Friends Can Help Your Health

Friends Can Help Your Health

Human beings have a built-in need for friendships. Friends help us through the pressures of everyday living and the havoc that stress can wreak on our health. Especially around the holiday season, we often draw closer to friends and family.

“Humans are predisposed to bond emotionally with significant others [because] our brain cannot survive without friends,” says Stephanie Cacioppo, PhD, director of the Brain Dynamics Laboratory at the University of Chicago.

“We bond with people who have similar deep values and empathy [and who] put others before themselves,” she says.

Friends are a buffer to stresses big and small. “[Friends] give us not only a reciprocal sense of emotional support and a purpose in life, but they also have health benefits,” Cacioppo says. “For instance, knowing you can count on friends during trying times — even if they are at a distance — lowers your stress level, improves your immune system, your attentional focus, your physical and mental performance, your sleep and your level of motivation.”

Good friendships can help relieve stress and its negative impact on our health, says Alexandra Solomon, PhD, a licensed clinical psychologist at The Family Institute at Northwestern University.

“In good friendships we can drop our masks and be our authentic messy, quirky, imperfect selves and be loved for who we are, so it makes sense that [friendship] is good for our health,” she says. A good friend will listen in order to understand, instead of listen in order to respond, she says. Also, a good friend will ask what the other friend needs from them, instead of making assumptions, she explains.

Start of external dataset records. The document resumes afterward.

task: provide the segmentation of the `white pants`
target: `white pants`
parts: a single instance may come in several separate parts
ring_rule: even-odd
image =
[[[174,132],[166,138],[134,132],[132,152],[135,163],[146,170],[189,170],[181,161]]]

Deep-seated friendships like these play an invaluable role in our well-being. “They provide a sense of meaning, belonging and continuity that are good for us,” says Solomon, the author of Loving Bravely: Twenty Lessons of Self-Discovery to Help You Get the Love You Want.

Without friends, we may feel isolated. In fact, loneliness is so pervasive that former Surgeon General Vivek H. Murthy, MD, called loneliness an epidemic.

A recent Cigna study found that 46 percent of American adults sometimes or always feel alone. Being alone can be restorative when it’s a choice, Solomon says. But research shows that loneliness can be as risky to one’s health as smoking or obesity. It is associated with cardiovascular disease, dementia, depression, sleep disturbances, substance abuse and suicide.

We bond with people who have similar deep values and empathy [and who] put others before themselves”

Friendship is a powerful antidote to loneliness and the negative impact loneliness has on our physical and emotional health, Solomon says. But making friends is not necessarily quick and easy.

“Friendship requires active cultivation. Research shows that it takes 200 hours of being together, sharing, talking, making memories and reminiscing about memories to go from being strangers to being good friends,” she says.

Instead of experiencing the fight-or-flight response when under stress, some people go into a mode called “tend and befriend,” Solomon says. For our ancient ancestors that meant protecting their offspring (tending) and cooperating with others (befriending) for mutual help.

“Women, especially today, go into the tend-and-befriend mode instead of the flight-or-flight response,” Solomon says. “They reach out and connect with friends, which buffers the stress.”

In today’s digital world, social media plays a huge role in friendships, but it’s important to interact in person, too. “If you use [social media] only as an observer to watch strangers having a social life but never connect with anyone who is significant to you, you can be extremely lonely,” Cacioppo says. “But if you use it as a way station to connect at a spiritual and intellectual level with an old good friend, or to meet your friends, then [it’s] beneficial for your health and well-being.”

After all, we all can get by with a little help from our friends.